Listen, our audience is very diverse so there are some of you who only know Bissinger for what he said on Costas Now, and the aftermath that ensued. There are some of you who read sports books or live in Philly and just said, “what’s Costas Now.” There’s something in this for both of you.
We start with a conversation about his what he is most proud of, A Prayer for the City. We follow by asking him about Ed Rendell, and which career he thought Rendell was mostly likely to have – governor or football analyst for CSN.
We talk about his most famous work, Friday Night Lights, specifically about picking up his entire life and moving to Odessa Texas on a chance a book might come out of it.
We talk a lot of baseball, including a New York Times article from 2007 about Kerry Wood which we translate to how the Phillies treat Cole Hamels. This leads discussion about the overuse or underuse of pitchers in the minors and references his recent op-ed about the overbearing phenomenon of the parent-coach and how it ruins kids early.
We also talk about many of his articles for Vanity Fair, including one on Don Imus (he doesn’t like Imus very much) and one on Stephen Glass that was turned into the movie Shattered Glass. That leads us to a discussion about the need for editors, which spins us nicely into the world of internet writing. Venerable sportswriter Murray Chass wrote in an email to me last week that he does not need editors. And clearly in the case of Stephen Glass, editors did not do their due diligence. Buzz has said before that one of his issues with sports blogs is that they have no editors and no one to clean up the content, both in quality and in substance. We ask him what he thinks of Chass’ comments and what he thinks about the importance of editors.
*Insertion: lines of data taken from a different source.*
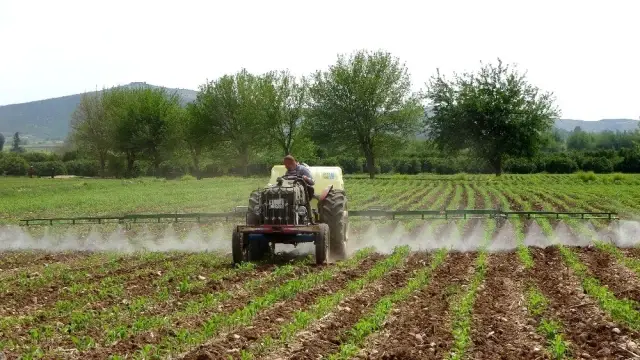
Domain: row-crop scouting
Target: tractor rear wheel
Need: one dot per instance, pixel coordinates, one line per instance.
(254, 200)
(322, 244)
(237, 247)
(333, 212)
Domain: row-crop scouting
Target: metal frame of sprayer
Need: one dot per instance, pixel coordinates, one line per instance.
(371, 214)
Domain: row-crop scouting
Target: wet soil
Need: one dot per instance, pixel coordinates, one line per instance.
(501, 327)
(621, 281)
(29, 299)
(231, 283)
(588, 329)
(420, 328)
(324, 336)
(10, 260)
(282, 309)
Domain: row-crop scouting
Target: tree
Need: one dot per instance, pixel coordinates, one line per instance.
(234, 109)
(91, 129)
(145, 123)
(285, 100)
(15, 146)
(494, 113)
(364, 101)
(580, 140)
(196, 132)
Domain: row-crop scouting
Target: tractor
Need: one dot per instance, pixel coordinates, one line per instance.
(283, 212)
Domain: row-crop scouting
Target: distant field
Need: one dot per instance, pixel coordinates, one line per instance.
(469, 288)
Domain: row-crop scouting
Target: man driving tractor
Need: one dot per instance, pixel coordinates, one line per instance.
(295, 169)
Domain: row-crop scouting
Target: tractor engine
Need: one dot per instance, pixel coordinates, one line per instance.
(283, 204)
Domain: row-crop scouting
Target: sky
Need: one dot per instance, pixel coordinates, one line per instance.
(585, 52)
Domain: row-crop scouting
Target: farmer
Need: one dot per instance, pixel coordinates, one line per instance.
(295, 169)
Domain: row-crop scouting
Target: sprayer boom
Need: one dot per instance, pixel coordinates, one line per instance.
(370, 214)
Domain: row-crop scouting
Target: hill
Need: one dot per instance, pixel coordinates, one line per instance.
(49, 119)
(598, 126)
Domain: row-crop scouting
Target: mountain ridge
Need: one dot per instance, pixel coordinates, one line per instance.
(49, 118)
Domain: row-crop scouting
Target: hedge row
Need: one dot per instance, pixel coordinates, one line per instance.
(18, 164)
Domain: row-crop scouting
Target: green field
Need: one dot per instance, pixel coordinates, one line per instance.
(411, 288)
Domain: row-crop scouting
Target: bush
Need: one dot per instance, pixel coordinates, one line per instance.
(519, 166)
(600, 165)
(83, 167)
(44, 169)
(560, 165)
(586, 176)
(13, 165)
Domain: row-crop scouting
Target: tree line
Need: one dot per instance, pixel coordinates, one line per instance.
(361, 114)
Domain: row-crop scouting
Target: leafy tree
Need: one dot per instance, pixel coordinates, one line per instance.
(364, 101)
(580, 140)
(495, 113)
(15, 146)
(285, 100)
(234, 109)
(196, 132)
(91, 129)
(145, 121)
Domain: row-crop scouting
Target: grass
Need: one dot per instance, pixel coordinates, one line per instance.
(97, 299)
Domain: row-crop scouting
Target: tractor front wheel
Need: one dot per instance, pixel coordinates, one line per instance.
(237, 247)
(254, 200)
(322, 244)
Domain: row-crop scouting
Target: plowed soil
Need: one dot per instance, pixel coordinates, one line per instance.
(15, 260)
(230, 283)
(501, 326)
(420, 328)
(324, 337)
(591, 332)
(137, 279)
(282, 310)
(623, 282)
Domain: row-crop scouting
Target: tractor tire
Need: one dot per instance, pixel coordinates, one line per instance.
(333, 212)
(237, 248)
(254, 200)
(322, 244)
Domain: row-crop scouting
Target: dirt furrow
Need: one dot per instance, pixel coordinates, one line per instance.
(501, 328)
(421, 327)
(280, 310)
(96, 328)
(622, 282)
(28, 299)
(324, 336)
(585, 325)
(11, 260)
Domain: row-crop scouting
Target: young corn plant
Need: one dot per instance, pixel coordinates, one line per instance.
(374, 321)
(303, 318)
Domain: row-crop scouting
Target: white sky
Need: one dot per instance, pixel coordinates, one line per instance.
(586, 52)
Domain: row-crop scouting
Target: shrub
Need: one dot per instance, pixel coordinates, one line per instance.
(600, 165)
(13, 165)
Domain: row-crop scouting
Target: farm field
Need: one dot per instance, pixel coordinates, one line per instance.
(411, 289)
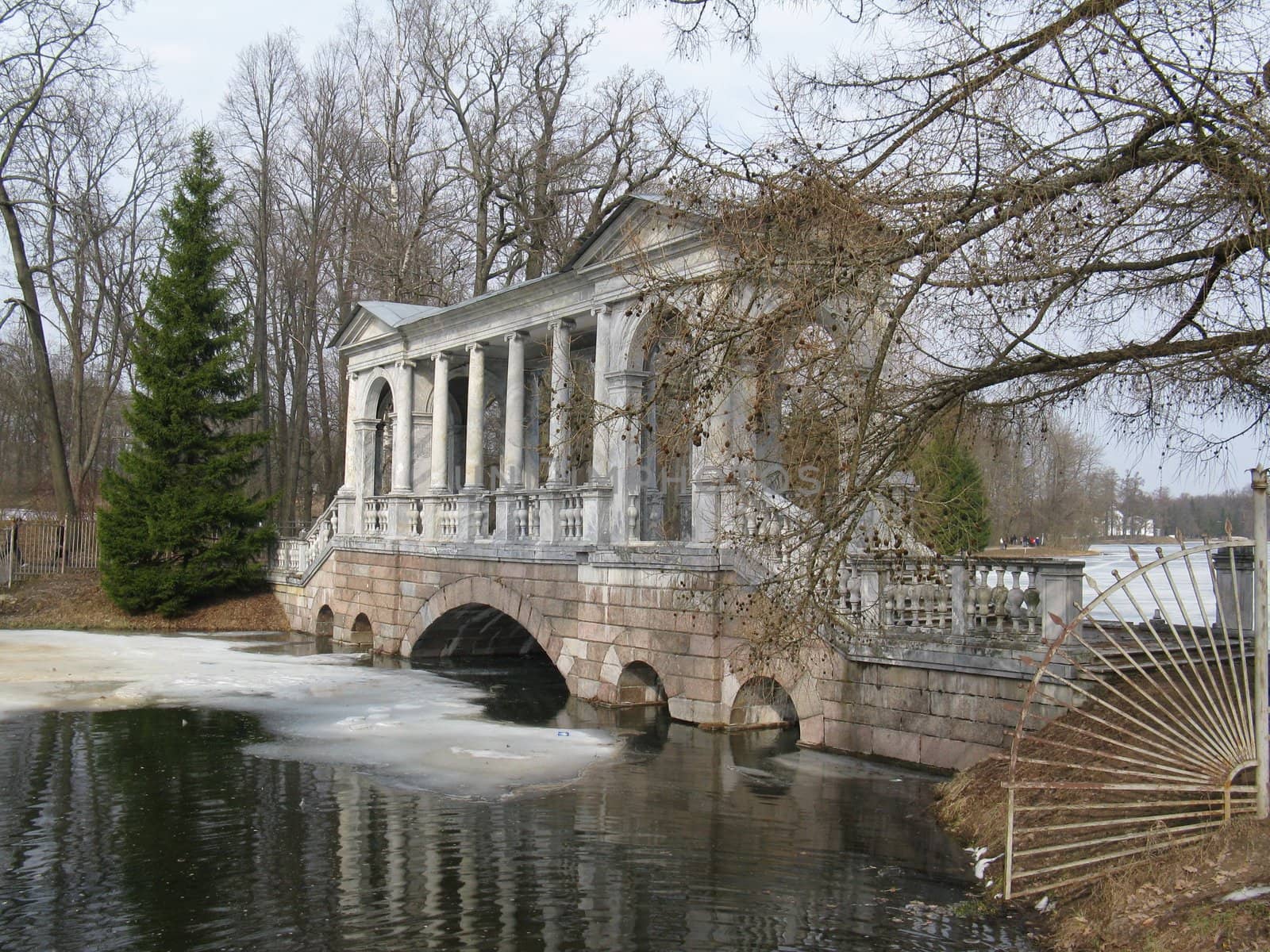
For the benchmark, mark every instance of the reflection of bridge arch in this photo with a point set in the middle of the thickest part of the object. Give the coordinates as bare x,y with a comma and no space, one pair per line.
478,601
Yes, we talk about blogs. And Costas. Now.
We talk briefly about that night and what his thoughts are many months later. Does he regret anything? He answer that and talk about his relationship with Will Leitch, Big Daddy (Balls) Drew and some of the others blogs out there.
We also try to find out why he decided to do every interview that asked him in the weeks following. I’d have probably just gone into a shell, but he was out there taking punches from anyone. Anyone. His response is quite interesting, given his initial comments on the veracity and validity of blogs.
We also discuss how that night extended the conversation about newspapers and new media. What does he think about the Mariotti’s of the world now saying newspapers are dead? Always good when you can take a shot at Mariotti.
Finally, we talk about his legacy. What will his Deadspin Hall of Fame induction speech say? Is he concerned that this is going to stay with him the rest of his life? And we somehow find a way to take a shot at Stephen A. Smith.
We had no clue what to expect with this interview. He could be sick of talking about it. He could have been angry that we called him unprepared. But he was contrite, informed and in a way, soft-spoken. I hope it’s worth your time to listen.